Reputation: 2566
I want to make get dummy variables per unique value. Idea is to turn the data frame into a multi-label target. How can I do it?
Data:
ID L2
A Firewall
A Security
B Communications
C Business
C Switches
Desired Output:
ID Firewall Security Communications Business Switches
A 1 1 0 0 0
B 0 0 1 0 0
C 0 0 0 1 1
I have tried pd.pivot_table
but it requires a column to aggregate on. I have also tried answer on this link but it sums the values rather than just turning into binary dummy columns. I would much appreciate your help. Thanks a lot!
Upvotes: 6
Views: 2620
Reputation: 3663
You can try this:
df1 = pd.read_csv("file.csv")
df2 = df1.groupby(['ID'])['L2'].apply(','.join).reset_index()

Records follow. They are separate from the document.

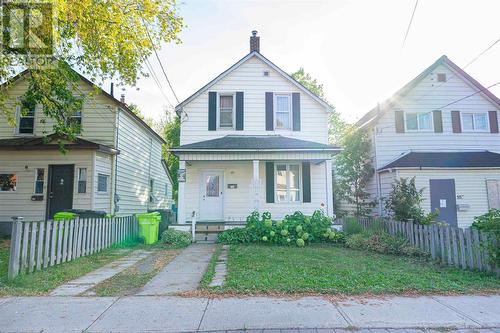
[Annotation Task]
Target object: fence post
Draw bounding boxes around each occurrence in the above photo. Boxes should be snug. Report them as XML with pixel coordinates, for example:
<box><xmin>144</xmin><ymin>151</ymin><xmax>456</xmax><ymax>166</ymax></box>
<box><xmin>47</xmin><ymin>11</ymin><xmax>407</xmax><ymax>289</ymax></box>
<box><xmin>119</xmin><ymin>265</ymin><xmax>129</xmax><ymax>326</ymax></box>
<box><xmin>8</xmin><ymin>217</ymin><xmax>23</xmax><ymax>280</ymax></box>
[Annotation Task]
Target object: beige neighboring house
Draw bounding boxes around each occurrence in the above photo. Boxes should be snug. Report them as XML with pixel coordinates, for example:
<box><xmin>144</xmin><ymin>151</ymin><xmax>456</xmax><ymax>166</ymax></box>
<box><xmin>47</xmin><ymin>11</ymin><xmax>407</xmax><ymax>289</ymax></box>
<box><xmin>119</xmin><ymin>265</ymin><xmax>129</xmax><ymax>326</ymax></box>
<box><xmin>357</xmin><ymin>56</ymin><xmax>500</xmax><ymax>227</ymax></box>
<box><xmin>0</xmin><ymin>68</ymin><xmax>172</xmax><ymax>233</ymax></box>
<box><xmin>171</xmin><ymin>32</ymin><xmax>339</xmax><ymax>232</ymax></box>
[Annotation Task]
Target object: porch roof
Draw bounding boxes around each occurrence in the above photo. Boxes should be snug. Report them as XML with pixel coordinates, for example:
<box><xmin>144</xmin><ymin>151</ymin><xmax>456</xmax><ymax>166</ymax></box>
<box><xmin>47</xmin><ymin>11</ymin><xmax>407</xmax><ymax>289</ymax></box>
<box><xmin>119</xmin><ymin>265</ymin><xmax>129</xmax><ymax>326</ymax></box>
<box><xmin>379</xmin><ymin>151</ymin><xmax>500</xmax><ymax>171</ymax></box>
<box><xmin>170</xmin><ymin>135</ymin><xmax>341</xmax><ymax>153</ymax></box>
<box><xmin>0</xmin><ymin>134</ymin><xmax>119</xmax><ymax>154</ymax></box>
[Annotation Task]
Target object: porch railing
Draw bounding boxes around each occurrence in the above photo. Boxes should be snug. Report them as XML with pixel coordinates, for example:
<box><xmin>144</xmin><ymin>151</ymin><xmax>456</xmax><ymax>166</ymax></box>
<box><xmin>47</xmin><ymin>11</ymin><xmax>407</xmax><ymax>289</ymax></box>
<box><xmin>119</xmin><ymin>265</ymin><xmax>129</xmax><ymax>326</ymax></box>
<box><xmin>8</xmin><ymin>216</ymin><xmax>139</xmax><ymax>279</ymax></box>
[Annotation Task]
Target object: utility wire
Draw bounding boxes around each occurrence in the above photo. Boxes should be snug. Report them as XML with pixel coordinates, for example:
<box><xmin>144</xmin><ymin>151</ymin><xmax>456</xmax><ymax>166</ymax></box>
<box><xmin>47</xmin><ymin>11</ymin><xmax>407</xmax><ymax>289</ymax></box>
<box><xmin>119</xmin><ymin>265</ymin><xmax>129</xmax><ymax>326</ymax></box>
<box><xmin>142</xmin><ymin>19</ymin><xmax>179</xmax><ymax>103</ymax></box>
<box><xmin>401</xmin><ymin>0</ymin><xmax>418</xmax><ymax>47</ymax></box>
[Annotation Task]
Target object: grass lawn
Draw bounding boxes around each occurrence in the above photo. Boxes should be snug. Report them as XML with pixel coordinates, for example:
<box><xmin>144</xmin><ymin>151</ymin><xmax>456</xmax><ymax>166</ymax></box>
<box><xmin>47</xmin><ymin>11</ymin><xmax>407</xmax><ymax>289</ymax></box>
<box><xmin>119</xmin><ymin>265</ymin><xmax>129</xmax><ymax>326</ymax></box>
<box><xmin>0</xmin><ymin>236</ymin><xmax>140</xmax><ymax>296</ymax></box>
<box><xmin>92</xmin><ymin>246</ymin><xmax>182</xmax><ymax>296</ymax></box>
<box><xmin>211</xmin><ymin>245</ymin><xmax>500</xmax><ymax>295</ymax></box>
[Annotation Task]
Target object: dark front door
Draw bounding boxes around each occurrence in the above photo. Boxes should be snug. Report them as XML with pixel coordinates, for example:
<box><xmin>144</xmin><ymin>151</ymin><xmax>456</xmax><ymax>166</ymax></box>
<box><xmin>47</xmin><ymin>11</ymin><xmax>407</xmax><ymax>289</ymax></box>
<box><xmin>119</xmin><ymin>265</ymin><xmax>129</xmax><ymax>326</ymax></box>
<box><xmin>430</xmin><ymin>179</ymin><xmax>457</xmax><ymax>227</ymax></box>
<box><xmin>47</xmin><ymin>165</ymin><xmax>75</xmax><ymax>219</ymax></box>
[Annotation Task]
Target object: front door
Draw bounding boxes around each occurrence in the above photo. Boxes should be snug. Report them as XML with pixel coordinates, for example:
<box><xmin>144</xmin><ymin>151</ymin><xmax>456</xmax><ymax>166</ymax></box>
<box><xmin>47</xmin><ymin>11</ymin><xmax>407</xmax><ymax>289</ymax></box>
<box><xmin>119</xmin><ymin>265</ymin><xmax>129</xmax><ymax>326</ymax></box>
<box><xmin>47</xmin><ymin>165</ymin><xmax>75</xmax><ymax>219</ymax></box>
<box><xmin>430</xmin><ymin>179</ymin><xmax>457</xmax><ymax>227</ymax></box>
<box><xmin>200</xmin><ymin>170</ymin><xmax>224</xmax><ymax>221</ymax></box>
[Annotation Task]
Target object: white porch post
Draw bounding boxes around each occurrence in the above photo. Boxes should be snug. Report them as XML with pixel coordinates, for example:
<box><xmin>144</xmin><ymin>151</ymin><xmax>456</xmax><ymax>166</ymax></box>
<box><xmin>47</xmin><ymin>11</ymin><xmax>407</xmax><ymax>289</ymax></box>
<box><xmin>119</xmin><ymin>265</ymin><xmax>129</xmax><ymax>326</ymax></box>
<box><xmin>177</xmin><ymin>161</ymin><xmax>187</xmax><ymax>224</ymax></box>
<box><xmin>325</xmin><ymin>159</ymin><xmax>333</xmax><ymax>217</ymax></box>
<box><xmin>251</xmin><ymin>160</ymin><xmax>260</xmax><ymax>212</ymax></box>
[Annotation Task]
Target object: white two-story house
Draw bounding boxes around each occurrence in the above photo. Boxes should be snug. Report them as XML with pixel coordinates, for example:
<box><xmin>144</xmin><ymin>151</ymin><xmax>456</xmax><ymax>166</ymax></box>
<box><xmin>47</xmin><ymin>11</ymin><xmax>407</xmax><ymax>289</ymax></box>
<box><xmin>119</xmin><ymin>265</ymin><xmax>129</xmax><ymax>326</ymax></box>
<box><xmin>0</xmin><ymin>67</ymin><xmax>172</xmax><ymax>231</ymax></box>
<box><xmin>357</xmin><ymin>56</ymin><xmax>500</xmax><ymax>227</ymax></box>
<box><xmin>171</xmin><ymin>32</ymin><xmax>339</xmax><ymax>224</ymax></box>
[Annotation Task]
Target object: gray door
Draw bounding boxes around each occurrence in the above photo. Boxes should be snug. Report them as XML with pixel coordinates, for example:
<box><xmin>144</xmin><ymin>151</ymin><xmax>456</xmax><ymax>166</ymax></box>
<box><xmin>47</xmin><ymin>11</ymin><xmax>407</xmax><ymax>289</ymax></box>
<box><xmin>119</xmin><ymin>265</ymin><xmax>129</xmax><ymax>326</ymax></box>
<box><xmin>430</xmin><ymin>179</ymin><xmax>457</xmax><ymax>227</ymax></box>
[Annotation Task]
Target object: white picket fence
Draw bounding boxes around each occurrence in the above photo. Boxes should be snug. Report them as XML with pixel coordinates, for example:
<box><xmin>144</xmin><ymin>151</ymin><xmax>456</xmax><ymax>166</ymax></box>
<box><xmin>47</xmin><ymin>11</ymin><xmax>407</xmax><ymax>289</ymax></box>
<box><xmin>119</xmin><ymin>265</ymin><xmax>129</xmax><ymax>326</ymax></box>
<box><xmin>8</xmin><ymin>216</ymin><xmax>139</xmax><ymax>279</ymax></box>
<box><xmin>339</xmin><ymin>217</ymin><xmax>500</xmax><ymax>274</ymax></box>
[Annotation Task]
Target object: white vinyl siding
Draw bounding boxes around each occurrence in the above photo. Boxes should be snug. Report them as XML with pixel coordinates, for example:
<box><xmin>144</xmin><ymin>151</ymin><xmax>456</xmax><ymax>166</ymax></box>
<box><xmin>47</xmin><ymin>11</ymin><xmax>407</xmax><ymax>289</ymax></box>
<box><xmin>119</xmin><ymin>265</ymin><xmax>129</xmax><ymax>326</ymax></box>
<box><xmin>374</xmin><ymin>66</ymin><xmax>500</xmax><ymax>169</ymax></box>
<box><xmin>184</xmin><ymin>160</ymin><xmax>326</xmax><ymax>221</ymax></box>
<box><xmin>398</xmin><ymin>170</ymin><xmax>500</xmax><ymax>227</ymax></box>
<box><xmin>181</xmin><ymin>57</ymin><xmax>328</xmax><ymax>145</ymax></box>
<box><xmin>0</xmin><ymin>79</ymin><xmax>116</xmax><ymax>146</ymax></box>
<box><xmin>0</xmin><ymin>150</ymin><xmax>93</xmax><ymax>222</ymax></box>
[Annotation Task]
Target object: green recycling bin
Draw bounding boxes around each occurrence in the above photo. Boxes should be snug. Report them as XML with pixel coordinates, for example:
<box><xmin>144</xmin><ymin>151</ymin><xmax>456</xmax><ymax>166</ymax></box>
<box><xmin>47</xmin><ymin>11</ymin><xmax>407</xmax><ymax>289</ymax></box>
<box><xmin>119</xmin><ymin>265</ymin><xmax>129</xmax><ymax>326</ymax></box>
<box><xmin>137</xmin><ymin>212</ymin><xmax>161</xmax><ymax>245</ymax></box>
<box><xmin>54</xmin><ymin>212</ymin><xmax>78</xmax><ymax>221</ymax></box>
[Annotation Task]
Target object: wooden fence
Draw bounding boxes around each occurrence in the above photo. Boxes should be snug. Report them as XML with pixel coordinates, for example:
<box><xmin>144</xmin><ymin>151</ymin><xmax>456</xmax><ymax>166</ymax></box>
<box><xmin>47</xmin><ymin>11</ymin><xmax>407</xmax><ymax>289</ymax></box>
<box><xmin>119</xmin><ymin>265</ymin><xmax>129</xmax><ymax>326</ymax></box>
<box><xmin>8</xmin><ymin>216</ymin><xmax>139</xmax><ymax>279</ymax></box>
<box><xmin>340</xmin><ymin>218</ymin><xmax>500</xmax><ymax>274</ymax></box>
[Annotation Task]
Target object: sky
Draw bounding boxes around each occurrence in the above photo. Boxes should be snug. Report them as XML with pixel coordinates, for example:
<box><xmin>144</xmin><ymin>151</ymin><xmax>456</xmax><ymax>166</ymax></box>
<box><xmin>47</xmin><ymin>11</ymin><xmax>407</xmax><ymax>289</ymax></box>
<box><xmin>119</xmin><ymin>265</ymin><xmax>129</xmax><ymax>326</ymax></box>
<box><xmin>115</xmin><ymin>0</ymin><xmax>500</xmax><ymax>122</ymax></box>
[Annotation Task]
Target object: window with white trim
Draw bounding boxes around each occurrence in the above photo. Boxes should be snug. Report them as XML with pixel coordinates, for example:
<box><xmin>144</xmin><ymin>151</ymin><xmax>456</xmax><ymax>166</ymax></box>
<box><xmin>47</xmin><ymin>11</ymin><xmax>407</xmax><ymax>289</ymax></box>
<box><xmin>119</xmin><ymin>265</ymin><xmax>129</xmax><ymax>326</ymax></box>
<box><xmin>97</xmin><ymin>173</ymin><xmax>109</xmax><ymax>193</ymax></box>
<box><xmin>219</xmin><ymin>94</ymin><xmax>234</xmax><ymax>129</ymax></box>
<box><xmin>17</xmin><ymin>101</ymin><xmax>36</xmax><ymax>134</ymax></box>
<box><xmin>275</xmin><ymin>163</ymin><xmax>302</xmax><ymax>202</ymax></box>
<box><xmin>274</xmin><ymin>94</ymin><xmax>292</xmax><ymax>130</ymax></box>
<box><xmin>35</xmin><ymin>168</ymin><xmax>45</xmax><ymax>194</ymax></box>
<box><xmin>405</xmin><ymin>112</ymin><xmax>433</xmax><ymax>132</ymax></box>
<box><xmin>78</xmin><ymin>168</ymin><xmax>87</xmax><ymax>194</ymax></box>
<box><xmin>0</xmin><ymin>173</ymin><xmax>17</xmax><ymax>192</ymax></box>
<box><xmin>460</xmin><ymin>112</ymin><xmax>490</xmax><ymax>132</ymax></box>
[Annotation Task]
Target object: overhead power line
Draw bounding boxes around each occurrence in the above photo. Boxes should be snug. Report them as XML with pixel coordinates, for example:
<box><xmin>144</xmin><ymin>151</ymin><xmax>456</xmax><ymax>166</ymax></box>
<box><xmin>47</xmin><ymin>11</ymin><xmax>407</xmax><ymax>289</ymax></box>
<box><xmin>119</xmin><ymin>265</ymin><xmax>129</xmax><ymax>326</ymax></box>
<box><xmin>142</xmin><ymin>19</ymin><xmax>179</xmax><ymax>103</ymax></box>
<box><xmin>402</xmin><ymin>0</ymin><xmax>418</xmax><ymax>47</ymax></box>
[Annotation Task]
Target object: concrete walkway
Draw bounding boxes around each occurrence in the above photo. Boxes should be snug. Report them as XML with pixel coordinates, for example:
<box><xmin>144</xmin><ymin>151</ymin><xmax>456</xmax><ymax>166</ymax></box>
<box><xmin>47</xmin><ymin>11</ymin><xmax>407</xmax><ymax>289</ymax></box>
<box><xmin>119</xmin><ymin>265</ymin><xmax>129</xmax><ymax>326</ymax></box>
<box><xmin>0</xmin><ymin>295</ymin><xmax>500</xmax><ymax>333</ymax></box>
<box><xmin>50</xmin><ymin>250</ymin><xmax>152</xmax><ymax>296</ymax></box>
<box><xmin>137</xmin><ymin>244</ymin><xmax>215</xmax><ymax>296</ymax></box>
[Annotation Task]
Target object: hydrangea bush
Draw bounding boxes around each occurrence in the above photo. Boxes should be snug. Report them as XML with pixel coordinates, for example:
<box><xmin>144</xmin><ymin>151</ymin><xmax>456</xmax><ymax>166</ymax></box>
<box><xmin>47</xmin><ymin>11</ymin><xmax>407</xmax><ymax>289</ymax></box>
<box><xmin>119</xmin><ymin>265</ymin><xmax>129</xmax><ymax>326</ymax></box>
<box><xmin>218</xmin><ymin>210</ymin><xmax>345</xmax><ymax>247</ymax></box>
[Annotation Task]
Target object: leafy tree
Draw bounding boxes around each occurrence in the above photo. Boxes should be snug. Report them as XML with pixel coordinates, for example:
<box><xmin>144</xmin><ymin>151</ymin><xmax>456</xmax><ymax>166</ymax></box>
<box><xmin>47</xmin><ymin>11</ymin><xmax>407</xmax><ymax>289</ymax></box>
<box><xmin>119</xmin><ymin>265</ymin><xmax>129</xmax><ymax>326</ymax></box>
<box><xmin>0</xmin><ymin>0</ymin><xmax>183</xmax><ymax>138</ymax></box>
<box><xmin>385</xmin><ymin>177</ymin><xmax>437</xmax><ymax>224</ymax></box>
<box><xmin>335</xmin><ymin>130</ymin><xmax>374</xmax><ymax>216</ymax></box>
<box><xmin>291</xmin><ymin>67</ymin><xmax>349</xmax><ymax>144</ymax></box>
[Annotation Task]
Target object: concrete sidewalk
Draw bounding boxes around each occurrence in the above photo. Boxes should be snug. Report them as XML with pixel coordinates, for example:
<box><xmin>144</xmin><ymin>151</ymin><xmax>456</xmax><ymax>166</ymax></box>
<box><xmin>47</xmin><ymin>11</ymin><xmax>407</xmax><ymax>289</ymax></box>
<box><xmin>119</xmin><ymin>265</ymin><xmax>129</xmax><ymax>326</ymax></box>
<box><xmin>0</xmin><ymin>295</ymin><xmax>500</xmax><ymax>333</ymax></box>
<box><xmin>137</xmin><ymin>244</ymin><xmax>215</xmax><ymax>296</ymax></box>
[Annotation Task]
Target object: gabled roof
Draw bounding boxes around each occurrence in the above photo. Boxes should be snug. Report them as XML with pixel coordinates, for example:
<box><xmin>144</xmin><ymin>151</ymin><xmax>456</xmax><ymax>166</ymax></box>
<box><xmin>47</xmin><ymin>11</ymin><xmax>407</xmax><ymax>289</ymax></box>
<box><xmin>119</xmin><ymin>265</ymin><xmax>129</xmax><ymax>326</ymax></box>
<box><xmin>175</xmin><ymin>51</ymin><xmax>331</xmax><ymax>113</ymax></box>
<box><xmin>379</xmin><ymin>151</ymin><xmax>500</xmax><ymax>171</ymax></box>
<box><xmin>356</xmin><ymin>55</ymin><xmax>500</xmax><ymax>127</ymax></box>
<box><xmin>0</xmin><ymin>66</ymin><xmax>166</xmax><ymax>144</ymax></box>
<box><xmin>170</xmin><ymin>135</ymin><xmax>341</xmax><ymax>152</ymax></box>
<box><xmin>0</xmin><ymin>134</ymin><xmax>119</xmax><ymax>154</ymax></box>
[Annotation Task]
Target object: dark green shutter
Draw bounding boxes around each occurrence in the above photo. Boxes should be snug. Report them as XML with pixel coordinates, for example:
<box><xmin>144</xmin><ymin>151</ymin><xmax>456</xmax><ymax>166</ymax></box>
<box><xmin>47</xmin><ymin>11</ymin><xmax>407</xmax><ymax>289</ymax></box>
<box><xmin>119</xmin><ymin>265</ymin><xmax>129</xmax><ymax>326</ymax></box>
<box><xmin>236</xmin><ymin>91</ymin><xmax>244</xmax><ymax>131</ymax></box>
<box><xmin>266</xmin><ymin>162</ymin><xmax>274</xmax><ymax>203</ymax></box>
<box><xmin>266</xmin><ymin>92</ymin><xmax>274</xmax><ymax>131</ymax></box>
<box><xmin>292</xmin><ymin>93</ymin><xmax>300</xmax><ymax>131</ymax></box>
<box><xmin>208</xmin><ymin>91</ymin><xmax>217</xmax><ymax>131</ymax></box>
<box><xmin>394</xmin><ymin>111</ymin><xmax>405</xmax><ymax>133</ymax></box>
<box><xmin>432</xmin><ymin>110</ymin><xmax>443</xmax><ymax>133</ymax></box>
<box><xmin>302</xmin><ymin>162</ymin><xmax>311</xmax><ymax>202</ymax></box>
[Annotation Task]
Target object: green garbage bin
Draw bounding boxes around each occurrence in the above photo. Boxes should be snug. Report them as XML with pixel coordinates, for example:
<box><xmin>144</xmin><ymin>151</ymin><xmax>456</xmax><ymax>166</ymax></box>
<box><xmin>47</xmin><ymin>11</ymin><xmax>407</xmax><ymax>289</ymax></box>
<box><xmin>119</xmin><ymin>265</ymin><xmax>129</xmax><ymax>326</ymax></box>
<box><xmin>54</xmin><ymin>212</ymin><xmax>78</xmax><ymax>221</ymax></box>
<box><xmin>137</xmin><ymin>213</ymin><xmax>161</xmax><ymax>244</ymax></box>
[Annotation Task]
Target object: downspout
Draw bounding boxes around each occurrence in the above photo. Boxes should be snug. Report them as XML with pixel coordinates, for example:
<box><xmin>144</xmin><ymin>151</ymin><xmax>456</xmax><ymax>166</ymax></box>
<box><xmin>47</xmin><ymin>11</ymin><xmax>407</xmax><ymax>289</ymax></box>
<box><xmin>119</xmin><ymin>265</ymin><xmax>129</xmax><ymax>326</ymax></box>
<box><xmin>111</xmin><ymin>108</ymin><xmax>120</xmax><ymax>214</ymax></box>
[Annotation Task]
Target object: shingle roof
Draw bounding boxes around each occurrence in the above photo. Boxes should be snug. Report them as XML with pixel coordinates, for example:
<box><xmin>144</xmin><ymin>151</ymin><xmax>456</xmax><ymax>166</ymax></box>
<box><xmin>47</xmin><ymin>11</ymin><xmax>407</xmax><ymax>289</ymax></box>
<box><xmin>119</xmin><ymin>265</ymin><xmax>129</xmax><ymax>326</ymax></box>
<box><xmin>379</xmin><ymin>151</ymin><xmax>500</xmax><ymax>170</ymax></box>
<box><xmin>171</xmin><ymin>135</ymin><xmax>340</xmax><ymax>152</ymax></box>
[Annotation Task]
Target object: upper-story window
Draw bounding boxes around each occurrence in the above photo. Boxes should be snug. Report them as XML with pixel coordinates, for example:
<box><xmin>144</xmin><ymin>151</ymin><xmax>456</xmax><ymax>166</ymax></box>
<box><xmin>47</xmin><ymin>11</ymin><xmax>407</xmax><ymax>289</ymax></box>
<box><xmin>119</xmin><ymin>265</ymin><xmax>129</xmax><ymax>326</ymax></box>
<box><xmin>17</xmin><ymin>101</ymin><xmax>36</xmax><ymax>134</ymax></box>
<box><xmin>405</xmin><ymin>112</ymin><xmax>433</xmax><ymax>132</ymax></box>
<box><xmin>219</xmin><ymin>94</ymin><xmax>234</xmax><ymax>129</ymax></box>
<box><xmin>274</xmin><ymin>94</ymin><xmax>292</xmax><ymax>130</ymax></box>
<box><xmin>460</xmin><ymin>112</ymin><xmax>490</xmax><ymax>132</ymax></box>
<box><xmin>68</xmin><ymin>110</ymin><xmax>82</xmax><ymax>134</ymax></box>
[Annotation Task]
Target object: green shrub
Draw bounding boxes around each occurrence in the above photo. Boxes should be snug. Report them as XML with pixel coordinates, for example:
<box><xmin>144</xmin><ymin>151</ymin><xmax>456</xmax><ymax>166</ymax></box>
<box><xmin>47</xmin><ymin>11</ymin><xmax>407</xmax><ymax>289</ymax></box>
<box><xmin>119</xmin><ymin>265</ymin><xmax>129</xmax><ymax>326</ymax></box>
<box><xmin>217</xmin><ymin>228</ymin><xmax>257</xmax><ymax>244</ymax></box>
<box><xmin>346</xmin><ymin>231</ymin><xmax>425</xmax><ymax>256</ymax></box>
<box><xmin>342</xmin><ymin>217</ymin><xmax>363</xmax><ymax>235</ymax></box>
<box><xmin>472</xmin><ymin>209</ymin><xmax>500</xmax><ymax>267</ymax></box>
<box><xmin>161</xmin><ymin>229</ymin><xmax>191</xmax><ymax>248</ymax></box>
<box><xmin>223</xmin><ymin>211</ymin><xmax>345</xmax><ymax>247</ymax></box>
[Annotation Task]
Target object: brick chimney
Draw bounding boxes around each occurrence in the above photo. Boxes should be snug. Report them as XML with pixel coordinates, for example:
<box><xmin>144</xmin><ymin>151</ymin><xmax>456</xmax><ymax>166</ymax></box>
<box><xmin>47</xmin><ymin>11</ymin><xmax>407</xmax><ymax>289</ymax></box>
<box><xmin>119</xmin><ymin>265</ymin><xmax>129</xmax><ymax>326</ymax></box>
<box><xmin>250</xmin><ymin>30</ymin><xmax>260</xmax><ymax>52</ymax></box>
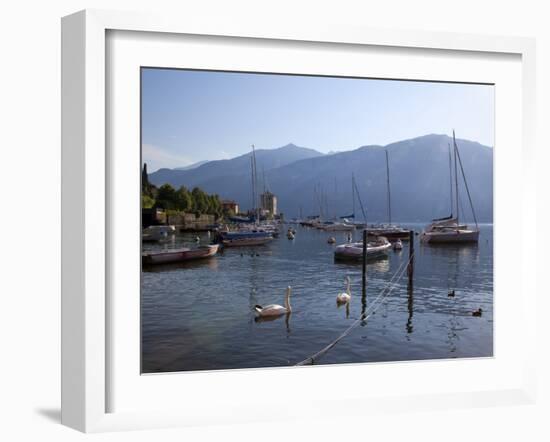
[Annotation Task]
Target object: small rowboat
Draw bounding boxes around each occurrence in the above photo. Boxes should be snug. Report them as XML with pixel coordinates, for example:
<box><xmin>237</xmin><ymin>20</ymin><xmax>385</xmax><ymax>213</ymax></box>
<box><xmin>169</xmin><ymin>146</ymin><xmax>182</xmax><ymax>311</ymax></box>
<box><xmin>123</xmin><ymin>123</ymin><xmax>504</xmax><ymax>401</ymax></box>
<box><xmin>141</xmin><ymin>244</ymin><xmax>220</xmax><ymax>265</ymax></box>
<box><xmin>334</xmin><ymin>236</ymin><xmax>392</xmax><ymax>260</ymax></box>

df3 = df2["L2"].str.get_dummies(",")
df = pd.concat([df2, df3], axis = 1)
print(df)
Output:
ID L2 Business Communications Firewall Security Switches
0 A Firewall,Security 0 0 1 1 0
1 B Communications 0 1 0 0 0
2 C Business,Switches 1 0 0 0 1
Alternative Option:
df = df.groupby(['ID'])['L2'].apply(','.join).str.get_dummies(",").reset_index()
print(df)
Upvotes: 2
Reputation: 29635
you can use pivot_table
if you change the aggfunc=any
.
print(df.pivot_table(index='ID', columns='L2',
aggfunc=any, fill_value=False)\
.astype(int))
L2 Business Communications Firewall Security Switches
ID
A 0 0 1 1 0
B 0 1 0 0 0
C 1 0 0 0 1
and maybe reset_index
at the end to put the ID as column
Upvotes: 1
Reputation: 323316
Let us set_index
then get_dummies
, since we have multiple duplicate in each ID ,we need to sum
with level = 0
s = df.set_index('ID')['L2'].str.get_dummies().max(level=0).reset_index()
Out[175]:
ID Business Communications Firewall Security Switches
0 A 0 0 1 1 0
1 B 0 1 0 0 0
2 C 1 0 0 0 1
Upvotes: 4
Reputation: 150785
crosstab
, then convert to boolean:
pd.crosstab(df['ID'],df['L2']).astype(bool)
Output:
L2 Business Communications Firewall Security Switches
ID
A False False True True False
B False True False False False
C True False False False True
Upvotes: 8